TRT8 engine creation from onnx fails due to AssertionError

lttazz99 · July 27, 2021, 10:38pm

Description

I’m trying to convert a HuggingFace Transformers model to a TRT engine but this fails with the error:

[07/21/2021-20:51:52] [V] [TRT] --------------- Timing Runner: {ForeignNode[945 + (Unnamed Layer* 74) [Shuffle]…Add_564]} (Myelin)
trtexec: /dvs/p4/build/sw/rel/gpgpu/MachineLearning/myelin_trt8/src/compiler/…/./compiler/kernel_gen/kernel_gen_utils.hpp:190: myelin::kgen::dag_vertex_t::operand_t myelin::kgen::{anonymous}::red_partial_operand(const myelin::kgen::dag_vertex_t*): Assertion `rvtx->is_lowered_op()’ failed.

Transformers version: 4.8.2

I’m using the TRT OSS build container for converting the onnx model to TRT. I built the 8.0.1 tag of this repo using the instructions provided in the README.md file.

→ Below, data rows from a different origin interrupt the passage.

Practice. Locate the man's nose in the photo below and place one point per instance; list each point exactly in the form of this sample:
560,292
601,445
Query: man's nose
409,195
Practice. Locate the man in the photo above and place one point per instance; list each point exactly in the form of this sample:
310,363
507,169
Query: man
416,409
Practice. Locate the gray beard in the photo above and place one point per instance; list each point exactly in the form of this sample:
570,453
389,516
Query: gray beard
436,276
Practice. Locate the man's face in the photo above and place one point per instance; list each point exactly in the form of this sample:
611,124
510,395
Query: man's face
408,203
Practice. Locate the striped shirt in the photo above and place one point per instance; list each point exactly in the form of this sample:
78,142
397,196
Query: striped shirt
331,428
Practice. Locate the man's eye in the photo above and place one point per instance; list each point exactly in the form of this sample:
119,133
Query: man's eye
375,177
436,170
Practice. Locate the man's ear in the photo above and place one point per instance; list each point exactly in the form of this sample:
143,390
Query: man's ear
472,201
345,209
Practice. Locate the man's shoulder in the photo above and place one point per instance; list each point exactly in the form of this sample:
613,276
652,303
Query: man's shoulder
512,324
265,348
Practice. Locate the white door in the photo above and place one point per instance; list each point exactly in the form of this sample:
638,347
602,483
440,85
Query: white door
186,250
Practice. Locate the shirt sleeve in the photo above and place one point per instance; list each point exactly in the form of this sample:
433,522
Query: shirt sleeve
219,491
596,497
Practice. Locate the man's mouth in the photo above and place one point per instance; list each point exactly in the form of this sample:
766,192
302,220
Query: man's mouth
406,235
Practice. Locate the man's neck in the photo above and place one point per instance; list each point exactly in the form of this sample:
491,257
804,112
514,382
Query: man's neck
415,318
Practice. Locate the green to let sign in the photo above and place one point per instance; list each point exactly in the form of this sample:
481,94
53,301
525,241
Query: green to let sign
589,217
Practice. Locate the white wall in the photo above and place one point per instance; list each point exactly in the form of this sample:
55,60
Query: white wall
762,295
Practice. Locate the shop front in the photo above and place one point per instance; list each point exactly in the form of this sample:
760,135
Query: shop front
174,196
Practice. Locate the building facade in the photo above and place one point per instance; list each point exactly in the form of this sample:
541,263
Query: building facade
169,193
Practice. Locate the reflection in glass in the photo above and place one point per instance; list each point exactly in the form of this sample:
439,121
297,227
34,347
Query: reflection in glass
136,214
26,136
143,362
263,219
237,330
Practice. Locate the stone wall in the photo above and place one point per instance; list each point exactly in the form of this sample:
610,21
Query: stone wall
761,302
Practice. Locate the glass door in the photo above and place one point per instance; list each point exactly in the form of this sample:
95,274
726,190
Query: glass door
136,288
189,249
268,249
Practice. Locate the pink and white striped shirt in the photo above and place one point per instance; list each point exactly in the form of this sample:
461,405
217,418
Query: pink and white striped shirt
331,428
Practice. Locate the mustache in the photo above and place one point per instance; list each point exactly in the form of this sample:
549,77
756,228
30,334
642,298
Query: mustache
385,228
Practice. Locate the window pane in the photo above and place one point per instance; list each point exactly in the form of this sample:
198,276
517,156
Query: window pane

NOTE: TRT engine creation for the same model using TRT 7.2.3.4 succeeds.

Environment

TensorRT Version: 8.0.1.6
GPU Type: RTX 3080 Laptop
Nvidia Driver Version: 465.31
CUDA Version: 11.3
CUDNN Version: 8.2.0
Operating System + Version: Ubuntu 20.04
Python Version (if applicable): 3.8
TensorFlow Version (if applicable):
PyTorch Version (if applicable): 1.9.0+cu111
Baremetal or Container (if container which image + tag):

Relevant Files

Model: sebastian-hofstaetter/distilbert-dot-tas_b-b256-msmarco · Hugging Face

Steps To Reproduce

One line in one transformers file needs to be modified because TRT doesn’t support bool data type in the expand operator.
In <PYTHON_LIBS>/site-packages/transformers/models/distilbert/modeling_distilbert.py change line 183 from:

mask = (mask == 0).view(mask_reshp).expand_as(scores) # (bs, n_heads, q_length, k_length)

to:

mask = (mask == 0).int().view(mask_reshp).expand_as(scores).bool() # (bs, n_heads, q_length, k_length)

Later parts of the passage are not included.